In the event of a network outage or abrupt node termination, remaining nodes will detect the down node sooner, reducing the time before failover mechanisms activate and improving overall cluster resilience and user experience.

Plugins

• #16842 Reduced noisy plugin config warning logs when no peer node has the plugin config yet.

Previously, when a node tried to fetch plugin config from peer nodes during startup, it would log a warning even when all peers simply didn't have the config (e.g., first node to load the plugin). Now this benign case is logged at debug level, and only genuine errors (RPC failures, timeouts) remain as warnings.

• #16843 Fixed an issue where HTTP headers and query string parameters were not passed through to plugin API handlers, causing plugins to receive empty headers and missing query parameters.

• #16904 Prevent enabling or starting multiple versions of the same plugin at once. When a newer version is enabled, older configured versions of that plugin are automatically disabled, and management API actions now return a clear error instead of reporting success while another version is still active.

Gateway

• #16536 Fixed the CoAP Gateway when running in DTLS connection mode.

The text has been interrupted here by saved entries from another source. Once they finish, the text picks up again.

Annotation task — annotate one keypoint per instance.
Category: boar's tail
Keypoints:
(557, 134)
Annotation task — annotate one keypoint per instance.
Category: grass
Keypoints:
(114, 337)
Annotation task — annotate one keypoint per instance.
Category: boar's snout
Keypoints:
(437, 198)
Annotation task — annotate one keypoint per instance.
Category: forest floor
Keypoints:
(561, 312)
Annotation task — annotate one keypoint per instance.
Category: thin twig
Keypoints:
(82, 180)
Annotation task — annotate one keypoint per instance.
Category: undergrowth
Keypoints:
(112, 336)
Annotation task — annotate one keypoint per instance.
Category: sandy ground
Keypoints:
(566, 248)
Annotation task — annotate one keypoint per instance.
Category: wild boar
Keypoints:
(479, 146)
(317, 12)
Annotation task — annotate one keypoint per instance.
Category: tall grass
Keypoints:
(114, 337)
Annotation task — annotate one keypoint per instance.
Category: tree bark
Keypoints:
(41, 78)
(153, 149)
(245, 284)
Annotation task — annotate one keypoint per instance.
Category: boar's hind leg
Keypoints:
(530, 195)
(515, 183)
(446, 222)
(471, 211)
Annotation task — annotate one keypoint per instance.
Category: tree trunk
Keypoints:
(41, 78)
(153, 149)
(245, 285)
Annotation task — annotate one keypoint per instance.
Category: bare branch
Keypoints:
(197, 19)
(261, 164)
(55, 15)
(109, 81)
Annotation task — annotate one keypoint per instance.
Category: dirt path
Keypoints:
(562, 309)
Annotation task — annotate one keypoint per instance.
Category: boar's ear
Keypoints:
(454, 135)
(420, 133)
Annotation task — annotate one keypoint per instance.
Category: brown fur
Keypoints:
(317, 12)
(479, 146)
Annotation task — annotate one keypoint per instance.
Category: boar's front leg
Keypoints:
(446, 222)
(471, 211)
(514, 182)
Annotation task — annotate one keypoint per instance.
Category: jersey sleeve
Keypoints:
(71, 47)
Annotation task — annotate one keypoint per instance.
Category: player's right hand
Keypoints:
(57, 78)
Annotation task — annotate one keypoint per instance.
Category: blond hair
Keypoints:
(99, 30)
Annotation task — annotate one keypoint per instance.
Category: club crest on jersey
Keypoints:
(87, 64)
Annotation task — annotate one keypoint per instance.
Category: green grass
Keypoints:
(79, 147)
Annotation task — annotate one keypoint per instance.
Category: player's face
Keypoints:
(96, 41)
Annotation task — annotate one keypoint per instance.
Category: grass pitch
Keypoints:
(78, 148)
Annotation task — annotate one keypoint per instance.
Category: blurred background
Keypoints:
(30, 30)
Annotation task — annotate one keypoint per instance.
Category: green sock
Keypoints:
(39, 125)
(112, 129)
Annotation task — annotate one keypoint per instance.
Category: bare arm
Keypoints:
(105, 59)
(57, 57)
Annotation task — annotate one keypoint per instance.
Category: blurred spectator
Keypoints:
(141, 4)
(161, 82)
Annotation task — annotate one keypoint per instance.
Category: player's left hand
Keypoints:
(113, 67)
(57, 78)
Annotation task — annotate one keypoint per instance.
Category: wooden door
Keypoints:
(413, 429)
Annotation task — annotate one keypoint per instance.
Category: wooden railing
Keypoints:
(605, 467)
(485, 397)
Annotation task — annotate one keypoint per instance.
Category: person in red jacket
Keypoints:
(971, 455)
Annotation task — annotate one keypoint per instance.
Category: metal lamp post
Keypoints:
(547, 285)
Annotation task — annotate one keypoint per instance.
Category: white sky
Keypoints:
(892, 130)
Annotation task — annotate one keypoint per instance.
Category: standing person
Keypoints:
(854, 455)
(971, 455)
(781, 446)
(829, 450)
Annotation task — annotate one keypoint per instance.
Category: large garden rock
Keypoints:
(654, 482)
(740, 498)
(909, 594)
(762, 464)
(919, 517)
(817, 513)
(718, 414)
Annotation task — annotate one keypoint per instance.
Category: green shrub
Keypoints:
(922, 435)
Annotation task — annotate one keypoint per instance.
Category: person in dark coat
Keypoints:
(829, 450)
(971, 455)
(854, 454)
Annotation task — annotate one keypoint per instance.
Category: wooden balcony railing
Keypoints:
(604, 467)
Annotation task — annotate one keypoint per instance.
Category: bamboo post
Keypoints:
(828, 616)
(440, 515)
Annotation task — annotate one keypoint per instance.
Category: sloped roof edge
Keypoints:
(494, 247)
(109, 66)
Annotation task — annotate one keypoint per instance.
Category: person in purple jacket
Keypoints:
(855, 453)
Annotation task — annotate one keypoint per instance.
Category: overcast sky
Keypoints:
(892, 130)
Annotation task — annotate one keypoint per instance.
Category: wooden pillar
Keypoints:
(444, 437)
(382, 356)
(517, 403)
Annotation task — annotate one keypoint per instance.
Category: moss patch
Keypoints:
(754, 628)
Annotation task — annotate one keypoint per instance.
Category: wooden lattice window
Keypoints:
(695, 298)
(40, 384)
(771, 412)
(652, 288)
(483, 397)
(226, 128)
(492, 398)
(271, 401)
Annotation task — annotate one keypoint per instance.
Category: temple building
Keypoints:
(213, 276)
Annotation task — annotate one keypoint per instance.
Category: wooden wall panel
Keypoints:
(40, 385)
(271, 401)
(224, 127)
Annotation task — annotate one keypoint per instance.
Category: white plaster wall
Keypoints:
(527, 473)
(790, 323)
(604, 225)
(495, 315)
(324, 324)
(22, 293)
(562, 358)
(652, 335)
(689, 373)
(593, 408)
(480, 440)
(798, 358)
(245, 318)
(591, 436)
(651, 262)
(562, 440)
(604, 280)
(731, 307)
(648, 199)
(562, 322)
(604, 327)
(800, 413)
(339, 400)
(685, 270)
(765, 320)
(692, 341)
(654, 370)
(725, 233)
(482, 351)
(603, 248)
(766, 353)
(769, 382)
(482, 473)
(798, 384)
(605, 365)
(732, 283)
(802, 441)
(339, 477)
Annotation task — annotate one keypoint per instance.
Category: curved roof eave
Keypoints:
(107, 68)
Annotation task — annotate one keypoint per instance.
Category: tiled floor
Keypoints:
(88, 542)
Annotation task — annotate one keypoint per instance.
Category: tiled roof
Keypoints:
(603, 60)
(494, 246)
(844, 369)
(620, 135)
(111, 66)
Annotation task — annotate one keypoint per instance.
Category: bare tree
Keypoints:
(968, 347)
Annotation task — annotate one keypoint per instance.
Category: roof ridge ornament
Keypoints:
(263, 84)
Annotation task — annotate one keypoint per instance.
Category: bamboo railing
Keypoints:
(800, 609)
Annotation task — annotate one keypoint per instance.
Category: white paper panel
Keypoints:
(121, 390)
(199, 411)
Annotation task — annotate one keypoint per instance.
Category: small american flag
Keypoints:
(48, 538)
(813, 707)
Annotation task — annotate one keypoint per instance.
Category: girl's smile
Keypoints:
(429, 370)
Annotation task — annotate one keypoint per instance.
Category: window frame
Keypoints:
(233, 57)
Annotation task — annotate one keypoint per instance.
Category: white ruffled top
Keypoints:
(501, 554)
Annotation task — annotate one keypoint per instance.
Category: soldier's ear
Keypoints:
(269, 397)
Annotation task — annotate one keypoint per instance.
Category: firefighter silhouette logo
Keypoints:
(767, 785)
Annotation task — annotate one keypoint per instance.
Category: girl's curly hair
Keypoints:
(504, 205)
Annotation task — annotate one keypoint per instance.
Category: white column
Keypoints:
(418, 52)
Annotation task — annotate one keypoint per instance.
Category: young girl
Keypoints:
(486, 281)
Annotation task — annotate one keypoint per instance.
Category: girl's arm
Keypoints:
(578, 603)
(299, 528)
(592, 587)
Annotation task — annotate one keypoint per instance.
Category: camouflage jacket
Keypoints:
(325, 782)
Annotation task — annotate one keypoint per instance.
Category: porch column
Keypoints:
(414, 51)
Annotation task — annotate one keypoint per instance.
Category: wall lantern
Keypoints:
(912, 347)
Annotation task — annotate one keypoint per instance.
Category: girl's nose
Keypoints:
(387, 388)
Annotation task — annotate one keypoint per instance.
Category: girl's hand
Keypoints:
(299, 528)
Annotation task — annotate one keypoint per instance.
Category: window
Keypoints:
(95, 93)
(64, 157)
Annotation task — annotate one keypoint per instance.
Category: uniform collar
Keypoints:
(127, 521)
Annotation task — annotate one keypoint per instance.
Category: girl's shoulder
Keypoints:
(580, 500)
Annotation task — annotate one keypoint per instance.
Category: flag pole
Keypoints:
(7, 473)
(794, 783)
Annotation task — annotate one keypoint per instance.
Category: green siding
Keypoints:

• #16996 Fixed CoAP DTLS connection-mode to keep sessions available after sock_closed and support reconnect takeover with the same clientid and valid token.

Observability

• #16879 Added log.audit.cache_size as the primary config key for the audit log DB cache size, while keeping log.audit.max_filter_size for backward compatibility.

Deployment and Security

• #16683 Added support for HTTPS CRL Distribution Point URLs in the CRL cache, so CRLs fetched from https:// endpoints are now cached and refreshed correctly.

• #16901 Fixed RPM package OpenSSL dependency for RHEL 9.6 LTS: pinned openssl >= 3.5.1 for RHEL >= 9.7 and openssl >= 3.0.7 for older RHEL 9 versions.

ExHook

• #16890 Fixed an ExHook issue where successful reconnect reloads could duplicate the same server name in the running list and trigger repeated callback dispatches.

Licensing

• #16764 Refined license customer tier handling by introducing STANDARD and VIP tiers in enforcement logic and reducing the official-license STANDARD expiry grace period from 90 days to 15 days before new sessions are restricted.